Le conjoint bénéficie en outre d’une réserve héréditaire correspondant à la moitié de sa part légale (art. 471 CC).

Cette réserve limite votre liberté de disposer de votre patrimoine.

 

Le rôle du régime matrimonial

Avant toute succession, il convient de liquider le régime matrimonial.

Sous le régime de la participation aux acquêts (art. 196 ss CC) :

  • chaque époux a droit à la moitié des acquêts de l’autre
  • cette étape précède la succession

La masse successorale est donc souvent plus faible qu’on ne l’imagine.

 

2. Après le divorce : disparition des droits successoraux

Une fois le divorce prononcé et entré en force :

  • les ex-époux ne sont plus héritiers
  • les dispositions testamentaires en leur faveur deviennent en principe caduques (art. 120 al. 2 CC)

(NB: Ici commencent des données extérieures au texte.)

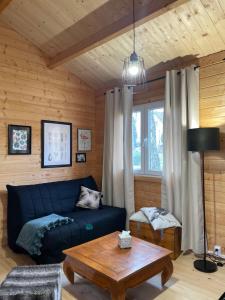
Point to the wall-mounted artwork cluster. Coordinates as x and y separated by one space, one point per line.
56 143
19 139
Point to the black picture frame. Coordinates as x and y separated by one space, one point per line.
44 148
82 148
13 145
81 157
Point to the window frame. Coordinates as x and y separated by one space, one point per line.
144 108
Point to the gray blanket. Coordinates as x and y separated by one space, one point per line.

En principe, aucune démarche n’est nécessaire après un divorce définitif.

 

3. La période critique : pendant la procédure de divorce

 

Un risque souvent sous-estimé

Tant que le divorce n’est pas définitif :

  • le conjoint reste héritier légal
  • il conserve sa réserve héréditaire

En cas de décès, il peut donc hériter, même si la séparation est déjà effective.

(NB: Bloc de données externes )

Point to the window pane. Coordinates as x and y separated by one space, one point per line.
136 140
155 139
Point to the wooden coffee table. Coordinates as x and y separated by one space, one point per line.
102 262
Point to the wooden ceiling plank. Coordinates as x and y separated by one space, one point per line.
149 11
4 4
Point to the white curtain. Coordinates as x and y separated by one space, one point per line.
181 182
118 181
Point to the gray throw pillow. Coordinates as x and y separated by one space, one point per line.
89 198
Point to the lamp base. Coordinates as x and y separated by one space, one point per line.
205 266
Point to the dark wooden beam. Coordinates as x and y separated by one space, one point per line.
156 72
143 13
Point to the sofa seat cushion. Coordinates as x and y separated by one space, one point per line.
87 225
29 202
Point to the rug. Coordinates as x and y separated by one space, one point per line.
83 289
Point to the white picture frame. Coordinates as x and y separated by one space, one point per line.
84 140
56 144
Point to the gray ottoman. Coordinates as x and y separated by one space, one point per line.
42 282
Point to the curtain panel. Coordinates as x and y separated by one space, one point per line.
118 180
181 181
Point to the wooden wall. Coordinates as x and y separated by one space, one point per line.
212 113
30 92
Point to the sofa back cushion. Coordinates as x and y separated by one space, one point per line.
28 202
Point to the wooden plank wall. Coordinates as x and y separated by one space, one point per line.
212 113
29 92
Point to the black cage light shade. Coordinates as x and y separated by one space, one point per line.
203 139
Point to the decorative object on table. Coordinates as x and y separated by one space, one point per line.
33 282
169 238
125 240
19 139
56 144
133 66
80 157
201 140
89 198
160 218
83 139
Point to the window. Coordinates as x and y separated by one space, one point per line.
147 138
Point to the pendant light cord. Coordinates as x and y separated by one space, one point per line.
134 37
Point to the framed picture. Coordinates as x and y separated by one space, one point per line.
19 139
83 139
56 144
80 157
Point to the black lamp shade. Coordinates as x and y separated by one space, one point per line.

4. Nouveauté 2023 : suppression possible de la réserve du conjoint

Depuis le 1er janvier 2023, le droit suisse permet, dans certaines situations, de supprimer la réserve héréditaire du conjoint avant même le divorce.

Conformément à l’art. 472 al. 2 CC, vous pouvez priver votre conjoint de sa réserve si :

  • une procédure de divorce ou de séparation de corps est pendante, et
  • soit la procédure a été introduite d’un commun accord,
  • soit les époux vivent séparés depuis au moins deux ans

Dans ces cas, il devient possible d’exclure totalement le conjoint de votre succession par testament.

 

Conditions strictes

  • Les conditions doivent être remplies au moment du décès
  • La rédaction du testament doit être claire et juridiquement correcte

À défaut, le conjoint pourra faire valoir sa réserve.

 

5. Que faire concrètement ?

Modifier immédiatement son testament

Dès le début de la procédure de divorce, il est recommandé de :

  • révoquer les dispositions en faveur du conjoint
  • rédiger un nouveau testament

Selon votre situation, vous pouvez :

  • attribuer la quotité disponible à d’autres personnes
  • ou, si les conditions sont remplies, supprimer la réserve du conjoint

 

6. Peut-on exhéréder son conjoint ?

En dehors des cas liés au divorce, l’exhérédation reste possible uniquement dans des situations graves (art. 477 CC) :

  • infraction pénale grave
  • violation grave des devoirs familiaux

Le divorce ou la séparation ne suffisent pas.

 

7. Attention aux assurances et à la prévoyance

Un point essentiel souvent oublié :

Les prestations suivantes ne font pas partie de la succession :

  • 2e pilier
  • 3e pilier
  • assurance-vie

Elles suivent leurs propres règles.

 

Démarches à effectuer

Dès la procédure de divorce :

  • modifier les bénéficiaires auprès de votre caisse de pension
  • adapter votre pilier 3a
  • revoir vos assurances-vie

À défaut, votre conjoint pourrait rester bénéficiaire.

 

8. Les erreurs à éviter

  • Penser que la procédure de divorce suffit
  • Ignorer la réserve du conjoint
  • Ne pas adapter ses assurances
  • Négliger les conséquences fiscales

En Suisse, la fiscalité successorale varie fortement selon le canton (Genève, Vaud, etc.).

 

9. Démarches recommandées

Le bon timing

  1. Début de la procédure → modifier immédiatement le testament
  2. Pendant la procédure → adapter assurances et prévoyance
  3. Après le divorce → refaire un testament complet

 

Quelle forme choisir ?

Selon les art. 498 ss CC :

  • testament olographe (rapide et simple)
  • testament public (sécurisé)
  • testament oral (exceptionnel)

 

Conclusion : une réforme qui change la donne

Avant 2023, il était impossible d’exclure totalement son conjoint avant le divorce.

Aujourd’hui, ce n’est plus toujours le cas.

Dans certaines situations, vous pouvez désormais :

✔ supprimer sa réserve
✔ l’exclure totalement de votre succession
✔ protéger efficacement vos volontés

Mais ces mécanismes restent techniques et doivent être utilisés avec précision.